AE 01: Visualizing the prognosticators

Application exercise
Modified

September 4, 2024

Important

Go to the course GitHub organization and locate the repo titled ae-01-YOUR_GITHUB_USERNAME to get started.

This AE is due September 5 at 11:59pm.

For all analyses, we’ll use the tidyverse packages.

library(tidyverse)
library(scales)

Data: The prognosticators

The dataset we will visualize is called seers.1 It contains summary statistics for all known Groundhog Day forecasters. 2 Let’s glimpse() at it.

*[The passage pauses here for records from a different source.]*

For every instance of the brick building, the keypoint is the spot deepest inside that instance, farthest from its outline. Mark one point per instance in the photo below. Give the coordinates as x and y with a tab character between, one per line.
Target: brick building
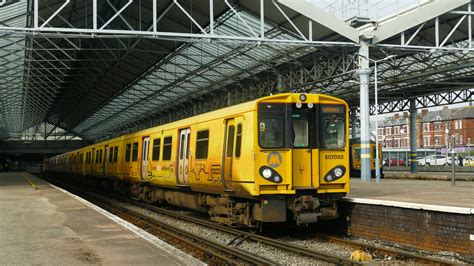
394	132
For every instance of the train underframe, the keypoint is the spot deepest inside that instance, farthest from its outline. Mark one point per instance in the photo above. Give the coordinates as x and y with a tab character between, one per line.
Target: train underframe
304	208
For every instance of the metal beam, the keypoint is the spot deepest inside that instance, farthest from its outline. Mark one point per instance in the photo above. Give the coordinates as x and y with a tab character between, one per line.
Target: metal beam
319	16
411	18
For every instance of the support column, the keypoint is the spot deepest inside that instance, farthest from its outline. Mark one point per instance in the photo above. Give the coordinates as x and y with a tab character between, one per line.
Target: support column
413	137
364	76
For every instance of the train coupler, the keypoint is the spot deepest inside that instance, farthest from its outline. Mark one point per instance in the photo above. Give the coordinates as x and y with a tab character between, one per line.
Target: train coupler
305	210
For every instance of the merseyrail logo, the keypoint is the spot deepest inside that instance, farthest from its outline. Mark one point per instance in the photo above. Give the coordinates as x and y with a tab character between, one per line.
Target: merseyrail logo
274	159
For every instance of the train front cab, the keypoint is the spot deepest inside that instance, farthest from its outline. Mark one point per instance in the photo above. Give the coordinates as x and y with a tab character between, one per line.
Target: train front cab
302	157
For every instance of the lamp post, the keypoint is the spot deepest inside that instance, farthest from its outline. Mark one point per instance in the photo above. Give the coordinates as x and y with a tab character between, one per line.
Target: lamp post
446	131
402	132
469	148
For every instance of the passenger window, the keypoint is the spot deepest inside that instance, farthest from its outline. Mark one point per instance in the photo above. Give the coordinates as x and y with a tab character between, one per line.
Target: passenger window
135	152
111	154
238	141
230	141
181	148
271	132
156	149
202	144
167	144
356	153
127	152
115	154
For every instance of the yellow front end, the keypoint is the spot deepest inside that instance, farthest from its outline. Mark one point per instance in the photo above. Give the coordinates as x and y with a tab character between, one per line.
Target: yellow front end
302	154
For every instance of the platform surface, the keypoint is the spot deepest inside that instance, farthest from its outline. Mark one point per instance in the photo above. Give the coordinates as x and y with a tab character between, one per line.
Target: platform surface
416	191
45	226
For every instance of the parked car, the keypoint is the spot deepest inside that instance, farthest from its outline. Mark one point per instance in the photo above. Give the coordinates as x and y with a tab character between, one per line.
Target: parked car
394	162
435	159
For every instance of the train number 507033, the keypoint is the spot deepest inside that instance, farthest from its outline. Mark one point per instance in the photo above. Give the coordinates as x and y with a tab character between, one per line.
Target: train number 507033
333	156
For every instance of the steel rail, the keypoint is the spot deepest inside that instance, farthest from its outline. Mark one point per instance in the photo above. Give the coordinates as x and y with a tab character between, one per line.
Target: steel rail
298	249
387	251
251	236
235	256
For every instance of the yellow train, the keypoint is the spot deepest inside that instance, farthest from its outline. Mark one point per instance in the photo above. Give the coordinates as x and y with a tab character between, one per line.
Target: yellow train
280	156
355	158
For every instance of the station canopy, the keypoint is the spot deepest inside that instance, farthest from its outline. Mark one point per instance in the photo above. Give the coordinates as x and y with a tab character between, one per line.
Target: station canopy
96	67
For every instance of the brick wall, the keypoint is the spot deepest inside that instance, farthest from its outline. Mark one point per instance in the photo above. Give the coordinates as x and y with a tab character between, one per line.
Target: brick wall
429	230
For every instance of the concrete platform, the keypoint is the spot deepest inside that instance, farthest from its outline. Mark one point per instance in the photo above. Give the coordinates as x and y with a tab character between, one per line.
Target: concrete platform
422	214
443	176
42	225
430	192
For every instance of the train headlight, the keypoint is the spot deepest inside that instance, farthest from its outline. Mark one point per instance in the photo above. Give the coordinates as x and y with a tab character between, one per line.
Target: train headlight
270	174
267	173
335	173
338	172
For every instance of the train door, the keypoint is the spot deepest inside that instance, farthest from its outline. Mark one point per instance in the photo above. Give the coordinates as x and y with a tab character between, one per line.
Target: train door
105	161
93	161
302	152
144	164
228	153
183	157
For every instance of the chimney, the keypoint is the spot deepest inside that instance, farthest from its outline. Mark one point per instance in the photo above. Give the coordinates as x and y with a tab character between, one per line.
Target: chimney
424	112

# import data using readr::read_csv()
seers <- read_csv("data/prognosticators-sum-stats.csv")
Rows: 154 Columns: 18
── Column specification ────────────────────────────────────────────────────────
Delimiter: ","
chr  (6): name, forecaster_type, forecaster_simple, climate_region, town, state
dbl (11): preds_n, preds_long_winter, preds_long_winter_pct, preds_correct, ...
lgl  (1): alive

ℹ Use `spec()` to retrieve the full column specification for this data.
ℹ Specify the column types or set `show_col_types = FALSE` to quiet this message.
# add code here

The variables are:

  • name - name of the prognosticator
  • forecaster_type - what kind of animal or thing is the prognosticator?
  • forecaster_simple - a simplified version that lumps together the least-frequently appearing types of prognosticators
  • alive - is the prognosticator an animate (alive) being?3
  • climate_region - the NOAA climate region in which the prognosticator is located.
  • town - self-explanatory
  • state - state (or territory) where prognosticator is located
  • preds_n - number of predictions in the database
  • preds_long_winter - number of predictions for a “Late Winter” (as opposed to “Early Spring”)
  • preds_long_winter_pct - percentage of predictions for a “Late Winter”
  • preds_correct - number of correct predictions4
  • preds_rate - proportion of predictions that are correct
  • temp_mean - average temperature (in Fahrenheit) in February and March in the climate region across all prognostication years
  • temp_hist - average of the rolling 15-year historic average temperature in February and March across all prognostication years
  • temp_sd - standard deviation of average February and March temperatures across all prognostication years
  • precip_mean - average amount of precipitation in February and March across all prognostication years (measured in rainfall inches)
  • precip_hist average of the rolling 15-year historic average precipitation in February and March across all prognostication years
  • precip_sd - standard deviation of average February and March precipitation across all prognostication years

Visualizing prediction success rate - Demo

Single variable

Note

Analyzing the a single variable is called univariate analysis.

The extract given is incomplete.